Hosting basics

Modern web infrastructure typically consists of:

  1. Origin server — where your actual content lives (traditional hosting, VPS, or object storage)
  2. CDN layer — caches and serves content from edge locations worldwide
  3. DNS — routes requests to the right place

For static sites, this can be simplified to a single service (Cloudflare Pages, Netlify) that handles all three layers.

DNS fundamentals

DNS translates human-readable domain names to IP addresses. Key concepts:

  • A record — points domain to IPv4 address
  • AAAA record — points domain to IPv6 address
  • CNAME — alias to another domain (not allowed at apex)
  • MX — mail server records
  • TXT — text data (SPF, DKIM, verification)
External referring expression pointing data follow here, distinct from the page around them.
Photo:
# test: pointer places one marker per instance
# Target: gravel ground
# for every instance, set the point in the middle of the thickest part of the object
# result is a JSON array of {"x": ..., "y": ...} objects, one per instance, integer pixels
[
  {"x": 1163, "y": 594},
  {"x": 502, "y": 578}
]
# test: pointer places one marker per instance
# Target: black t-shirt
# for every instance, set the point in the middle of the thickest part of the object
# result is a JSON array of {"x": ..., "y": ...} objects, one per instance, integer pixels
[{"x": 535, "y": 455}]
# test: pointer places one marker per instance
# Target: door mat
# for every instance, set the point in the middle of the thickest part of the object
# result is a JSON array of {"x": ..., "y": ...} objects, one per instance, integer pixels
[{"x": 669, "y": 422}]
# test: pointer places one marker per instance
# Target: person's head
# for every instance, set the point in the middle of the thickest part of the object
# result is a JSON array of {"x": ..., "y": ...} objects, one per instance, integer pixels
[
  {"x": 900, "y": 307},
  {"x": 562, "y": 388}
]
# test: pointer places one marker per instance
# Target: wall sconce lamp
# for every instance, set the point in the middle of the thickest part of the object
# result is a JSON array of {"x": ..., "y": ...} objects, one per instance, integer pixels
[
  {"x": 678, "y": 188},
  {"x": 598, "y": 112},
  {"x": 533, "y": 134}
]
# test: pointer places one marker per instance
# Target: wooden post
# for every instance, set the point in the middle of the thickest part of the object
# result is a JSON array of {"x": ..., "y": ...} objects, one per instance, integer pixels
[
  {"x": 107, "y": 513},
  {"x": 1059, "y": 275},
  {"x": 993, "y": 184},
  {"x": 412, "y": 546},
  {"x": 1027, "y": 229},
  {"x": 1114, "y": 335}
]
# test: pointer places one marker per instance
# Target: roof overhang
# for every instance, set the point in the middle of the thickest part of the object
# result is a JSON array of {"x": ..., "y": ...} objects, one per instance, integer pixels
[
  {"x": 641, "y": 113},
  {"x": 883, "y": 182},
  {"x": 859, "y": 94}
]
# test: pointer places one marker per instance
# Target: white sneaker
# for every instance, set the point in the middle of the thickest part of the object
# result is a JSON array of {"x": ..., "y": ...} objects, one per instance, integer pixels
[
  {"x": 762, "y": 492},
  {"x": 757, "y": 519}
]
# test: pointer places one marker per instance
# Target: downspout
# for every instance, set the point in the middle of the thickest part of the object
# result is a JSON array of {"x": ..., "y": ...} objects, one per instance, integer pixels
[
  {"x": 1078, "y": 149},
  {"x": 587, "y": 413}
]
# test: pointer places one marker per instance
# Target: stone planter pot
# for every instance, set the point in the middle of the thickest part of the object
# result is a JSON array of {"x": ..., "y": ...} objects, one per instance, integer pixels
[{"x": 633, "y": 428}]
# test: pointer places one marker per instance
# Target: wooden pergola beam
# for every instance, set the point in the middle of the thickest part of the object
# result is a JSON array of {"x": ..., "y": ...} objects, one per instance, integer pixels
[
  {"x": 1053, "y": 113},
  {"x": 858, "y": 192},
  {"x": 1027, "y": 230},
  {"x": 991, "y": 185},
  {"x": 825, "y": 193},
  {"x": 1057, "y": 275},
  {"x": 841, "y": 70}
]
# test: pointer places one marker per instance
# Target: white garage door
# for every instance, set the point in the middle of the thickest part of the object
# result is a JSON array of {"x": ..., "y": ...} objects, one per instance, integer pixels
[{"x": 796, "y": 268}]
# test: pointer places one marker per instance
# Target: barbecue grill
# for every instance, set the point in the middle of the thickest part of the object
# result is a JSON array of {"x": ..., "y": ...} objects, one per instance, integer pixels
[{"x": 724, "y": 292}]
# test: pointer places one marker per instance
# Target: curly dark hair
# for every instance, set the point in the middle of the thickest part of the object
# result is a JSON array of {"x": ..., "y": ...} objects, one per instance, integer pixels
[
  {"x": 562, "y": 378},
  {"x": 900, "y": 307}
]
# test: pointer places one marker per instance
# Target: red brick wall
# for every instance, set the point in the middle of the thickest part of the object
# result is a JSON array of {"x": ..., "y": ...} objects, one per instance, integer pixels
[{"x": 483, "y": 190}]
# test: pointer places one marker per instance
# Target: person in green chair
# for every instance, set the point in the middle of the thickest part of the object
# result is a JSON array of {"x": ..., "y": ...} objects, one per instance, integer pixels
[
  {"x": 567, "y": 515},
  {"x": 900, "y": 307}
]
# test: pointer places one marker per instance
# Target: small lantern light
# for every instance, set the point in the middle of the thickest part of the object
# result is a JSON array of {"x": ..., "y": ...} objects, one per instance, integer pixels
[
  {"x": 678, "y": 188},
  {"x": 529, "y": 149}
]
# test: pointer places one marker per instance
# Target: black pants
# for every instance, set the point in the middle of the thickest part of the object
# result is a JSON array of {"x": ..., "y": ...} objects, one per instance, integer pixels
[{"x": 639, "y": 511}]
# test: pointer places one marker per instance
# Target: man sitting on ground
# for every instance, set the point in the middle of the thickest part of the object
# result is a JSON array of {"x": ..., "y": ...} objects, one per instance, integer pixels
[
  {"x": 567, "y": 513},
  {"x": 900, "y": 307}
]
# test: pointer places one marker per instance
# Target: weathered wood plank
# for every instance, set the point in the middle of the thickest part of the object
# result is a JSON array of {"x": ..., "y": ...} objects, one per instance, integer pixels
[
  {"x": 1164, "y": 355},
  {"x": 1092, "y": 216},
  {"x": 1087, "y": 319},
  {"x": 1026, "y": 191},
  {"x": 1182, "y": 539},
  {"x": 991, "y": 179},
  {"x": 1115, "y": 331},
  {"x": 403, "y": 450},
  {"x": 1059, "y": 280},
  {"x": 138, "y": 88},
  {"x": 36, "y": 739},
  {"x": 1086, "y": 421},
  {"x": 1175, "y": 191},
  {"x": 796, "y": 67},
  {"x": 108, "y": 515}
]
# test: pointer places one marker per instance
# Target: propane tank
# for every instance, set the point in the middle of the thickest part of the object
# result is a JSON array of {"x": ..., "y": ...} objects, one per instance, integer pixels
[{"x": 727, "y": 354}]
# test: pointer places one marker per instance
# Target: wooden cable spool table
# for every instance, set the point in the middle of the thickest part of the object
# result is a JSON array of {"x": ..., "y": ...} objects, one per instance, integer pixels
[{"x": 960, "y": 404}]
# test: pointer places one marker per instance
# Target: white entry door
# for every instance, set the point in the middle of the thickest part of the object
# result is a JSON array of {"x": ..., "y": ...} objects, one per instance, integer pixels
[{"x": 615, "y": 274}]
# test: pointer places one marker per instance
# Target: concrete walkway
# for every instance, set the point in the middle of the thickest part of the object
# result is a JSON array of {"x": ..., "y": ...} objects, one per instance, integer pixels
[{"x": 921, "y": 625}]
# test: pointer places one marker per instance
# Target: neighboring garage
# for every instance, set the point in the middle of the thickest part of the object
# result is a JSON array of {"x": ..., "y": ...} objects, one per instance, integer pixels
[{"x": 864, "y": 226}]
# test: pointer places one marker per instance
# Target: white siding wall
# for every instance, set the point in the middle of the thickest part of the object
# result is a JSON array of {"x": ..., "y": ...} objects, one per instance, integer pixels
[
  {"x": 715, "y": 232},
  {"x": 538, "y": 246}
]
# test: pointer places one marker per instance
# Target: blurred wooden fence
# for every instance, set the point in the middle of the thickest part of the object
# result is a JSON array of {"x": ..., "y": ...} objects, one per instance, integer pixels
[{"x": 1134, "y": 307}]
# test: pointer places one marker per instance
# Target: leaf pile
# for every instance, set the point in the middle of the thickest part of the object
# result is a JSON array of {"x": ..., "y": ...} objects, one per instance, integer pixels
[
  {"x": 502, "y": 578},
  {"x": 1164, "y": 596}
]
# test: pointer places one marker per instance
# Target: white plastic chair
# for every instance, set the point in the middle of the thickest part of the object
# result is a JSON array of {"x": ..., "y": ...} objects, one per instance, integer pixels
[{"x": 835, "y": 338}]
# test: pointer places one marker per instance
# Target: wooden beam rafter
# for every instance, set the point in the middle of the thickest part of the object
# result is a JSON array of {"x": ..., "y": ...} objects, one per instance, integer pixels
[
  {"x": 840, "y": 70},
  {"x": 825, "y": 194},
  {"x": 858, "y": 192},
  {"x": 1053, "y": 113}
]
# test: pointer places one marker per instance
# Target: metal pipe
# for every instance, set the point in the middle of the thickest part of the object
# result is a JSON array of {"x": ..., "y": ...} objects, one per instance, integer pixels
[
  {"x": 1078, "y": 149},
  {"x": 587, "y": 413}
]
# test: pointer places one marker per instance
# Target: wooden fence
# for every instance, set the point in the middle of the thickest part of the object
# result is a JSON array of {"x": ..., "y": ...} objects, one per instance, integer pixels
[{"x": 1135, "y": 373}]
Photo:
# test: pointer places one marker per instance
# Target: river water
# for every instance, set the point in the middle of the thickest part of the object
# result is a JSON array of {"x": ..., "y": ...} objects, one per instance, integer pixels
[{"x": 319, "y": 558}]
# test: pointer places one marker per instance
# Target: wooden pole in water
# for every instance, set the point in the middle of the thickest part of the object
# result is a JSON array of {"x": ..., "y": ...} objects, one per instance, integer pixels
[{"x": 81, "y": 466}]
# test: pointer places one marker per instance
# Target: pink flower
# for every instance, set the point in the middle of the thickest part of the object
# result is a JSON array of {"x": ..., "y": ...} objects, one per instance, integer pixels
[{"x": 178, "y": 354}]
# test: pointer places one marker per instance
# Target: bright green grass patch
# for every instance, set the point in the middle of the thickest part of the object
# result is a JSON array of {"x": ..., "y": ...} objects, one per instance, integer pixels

TTL determines how long records are cached. Lower TTL (300-900s) allows faster changes but increases query load.

CDN overview

CDN edge servers cache your content closer to visitors:

  • Reduces latency (faster page loads)
  • Offloads traffic from origin
  • Can absorb DDoS attacks
  • Provides WAF capabilities

Critical: configure cache TTL appropriately for different content types. HTML might be 1 hour, images 30 days, versioned assets 1 year.

Serving old paths reliably

When maintaining historical URLs (for citations, backlinks, or user bookmarks):

  1. Exact path preservation — serve content at the original URL when possible
  2. 301 redirects — when consolidating, use permanent redirects
  3. Pattern consistency — don't randomly change URL structures
  4. Test regularly — verify old paths still resolve

This approach ensures links remain functional over time without breaking references in academic papers, documentation, or bookmarks.